Of course, Mount Panorama at Bathurst was the place where it did some of its finest work and, as our AN1 Images Memory Lane photo today shows, the Phase III had a range of different drivers take the wheel.
In this shot, John French is at the helm of the Ford Motor Company-run #64E entry. Perhaps best known for his achievements later in his career as a Bathurst-winning co-driver with the laconic Dick Johnson in 1981, John French was very much a brilliant racing driver with his own history at Bathurst with Fords.
The Queensland car dealer began racing at Mount Panorama at the 1958 Easter meeting in a 48/215 Holden, but made his debut in what was then known as the Armstrong 500 (later to become what we all now know as the Supercheap Auto Bathurst 1000) in 1964 in a Ford Cortina GT.
After driving in the race in Morris Coopers and an Alfa Romeo in the following years, French arrived at Bathurst in 1971 as a fully fledged Ford Motor Company factory driver in the awesome Ford Falcon GT-HO Phase III.
As team-mate to the 1970 Bathurst 500 winner Allan Moffat, French helped form a handy partnership in a year where the mighty Falcons would not be touched.
However, Phase III of the mighty GT-HO Falcon was not without its problems in the lead-up to the 130-lap, 500-mile classic.
They had run out of brakes in the Sandown endurance race held as the curtain-raiser to Bathurst, meaning Hardie-Ferodo had just three weeks to come up with a solution and find a brake material that would last for the six-hour race.
What they came up with – the DP11-1103 pad – would be on the top three outright place-getting cars and eventual winner Moffat would be the first race winner to that point not to require a brake pad change during the race.
And no one else saw which way the Falcons went.
Moffat took the #65E car to pole position in a blinding 2:38.9s, while French took the #64E version to a front row start, albeit some three seconds behind on a 2:41.9s lap but still in front of a horde of privately-entered Falcon GT-HOs.

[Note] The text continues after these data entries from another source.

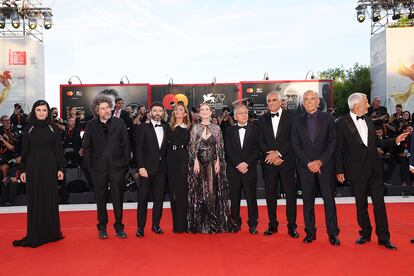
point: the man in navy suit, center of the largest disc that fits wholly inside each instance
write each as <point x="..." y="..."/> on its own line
<point x="242" y="154"/>
<point x="150" y="155"/>
<point x="279" y="161"/>
<point x="358" y="161"/>
<point x="313" y="139"/>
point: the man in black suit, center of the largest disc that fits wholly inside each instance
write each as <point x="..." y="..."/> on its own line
<point x="120" y="113"/>
<point x="242" y="154"/>
<point x="313" y="139"/>
<point x="279" y="161"/>
<point x="357" y="160"/>
<point x="150" y="156"/>
<point x="106" y="156"/>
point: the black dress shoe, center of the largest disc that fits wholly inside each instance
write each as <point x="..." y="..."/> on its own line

While Moffat ran off into the distance from the start to dominate the race and collect his second Bathurst win in successive years, French was beaten off the start line by Fred Gibson but managed to be second to Moffat by the end of the first lap.
The margin to Moffat was 15 seconds within 20 laps and the race was very much for second place.

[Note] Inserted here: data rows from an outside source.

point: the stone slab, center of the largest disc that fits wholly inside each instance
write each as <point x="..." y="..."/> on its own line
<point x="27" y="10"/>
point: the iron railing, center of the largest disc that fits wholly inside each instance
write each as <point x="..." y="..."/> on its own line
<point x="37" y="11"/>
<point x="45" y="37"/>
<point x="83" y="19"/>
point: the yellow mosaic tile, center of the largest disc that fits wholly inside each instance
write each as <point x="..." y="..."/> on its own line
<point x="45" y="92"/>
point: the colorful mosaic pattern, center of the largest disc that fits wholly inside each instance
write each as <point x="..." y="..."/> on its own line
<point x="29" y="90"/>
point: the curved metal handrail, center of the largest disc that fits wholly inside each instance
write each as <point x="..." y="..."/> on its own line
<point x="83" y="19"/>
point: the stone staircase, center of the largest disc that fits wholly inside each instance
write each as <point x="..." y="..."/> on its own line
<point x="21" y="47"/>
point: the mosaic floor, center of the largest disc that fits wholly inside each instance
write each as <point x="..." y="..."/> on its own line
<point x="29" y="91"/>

When Moffat made his first stop and it took one minute and nine seconds, he resumed still in the lead, such was his gap over French, who had held off the private Falcon of Phil Barnes and the HDT Torana XU-1 of Colin Bond to hold down second position outright.
But mechanical problems would slow French’s car and he would slip back, eventually crossing the line fifth outright and one lap behind winner Moffat, thus finishing fourth in Class E.
French’s fifth outright equalled his performance from 1964 as Falcon GT-HOs filled five of the top six positions outright in the 1971 Hardie-Ferodo 500.